Depuis le mois d’Octobre 2021, le légendaire club de Newcastle a changé de monde. Après une quinzaine d’années ponctuées principalement d’échecs sportifs, le rachat du club par le consortium saoudien et quelques associés britanniques change la donne. Désormais, Newcastle sera un instrument du soft power saoudien. Mais, dans quelle politique sportive vont-ils s’engager ? Vont-ils imiter les méthodes du Russe Roman Abramovich lorsqu’il était à Chelsea ou des Qataris au Paris-Saint-Germain en tentant de récupérer un maximum de titres et de prestige par la création d’une équipe de stars renommées à l’échelle mondiale ? Ou vont-ils plutôt imiter la méthode américaine d’Arsenal, plus discrète, fondée sur un recrutement de jeunes joueurs à très fort potentiel nécessitant un encadrement de qualité pour performer ? Avec près de 100 millions d’euros dépensés en 2021/2022, avec l’arrivée de l’entraîneur Eddie Howe en novembre 2021, les ambitions semblent très élevées de la part des dirigeants de Newcastle. Il ne s’agit rien de moins que d’améliorer l’image d’un pays grâce au club et par l’acquisition non seulement de titres mais aussi par la proposition d’un football élaboré qui fait parler. Ainsi, si les politiques de Soft power sont très intéressantes à suivre, il s’agit pour nous de revenir au « pitch » , et d’analyser comment cette nouvelle équipe de Newcastle s’anime sur le pré. Au moment de l’écriture de ces lignes, ce collectif siège en haut du tableau au sein d’un des championnats les plus exigeants du monde. Cette équipe semble donc pour le moment alignée sur les intérêts des investisseurs : gagner et rayonner ! Analyse.

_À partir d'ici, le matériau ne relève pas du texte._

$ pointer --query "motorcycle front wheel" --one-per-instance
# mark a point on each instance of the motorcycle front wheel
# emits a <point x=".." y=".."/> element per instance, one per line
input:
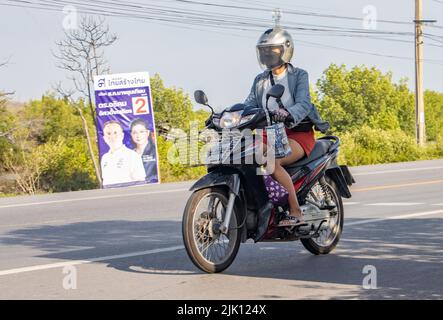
<point x="209" y="249"/>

N.B : en cas de première visite sur le site n’oubliez pas d’aller lire mon « idée clef », car elle est cruciale pour comprendre tout le site. Vous ne le regretterez pas.
Note au lecteur : Cette analyse s’appuie sur un échantillon de 5 matchs dont 4 qui ont pu être séquencés précisément. Ainsi, les statistiques éventuellement présentes doivent être relativisées et surtout mises en perspective sur un temps plus long. De plus, cette analyse n’a pas la prétention à l’exhaustivité. Les 4 rencontres principales sur lesquelles s’appuient l’article sont l’opposition contre Chelsea, Tottenham, Leicester et Brentford. Crédits photos : iconsport.fr. Les chiffres proviennent de la plateforme whoscored.com et Opta.
ELEMENTS DE CONTEXTE
Newcastle est un club de légende en Angleterre et il est possible de trouver du contenu pertinent et précis sur son histoire dans des ouvrages spécialisés ou sur le web. C’est pourquoi, nous nous intéresserons simplement au profil d’Eddie Howe et à la construction de l’effectif à sa disposition. Notons que pour un projet d’envergure internationale comme celui de Newcastle, les dirigeants ont choisi un entraîneur britannique pour mener les débuts du projet. De plus, à part un titre en deuxième division avec Portsmouth en 2003, l’entraîneur sélectionné par le » board » arrive sur le banc avec une renommée européenne relativement faible et sans titres pour le légitimer. Ce sont surtout les suiveurs assidus du football anglais et les connaisseurs qui reconnaîtront la clairvoyance d’un tel choix et tout le travail accompli par ce jeune entraîneur par le passé.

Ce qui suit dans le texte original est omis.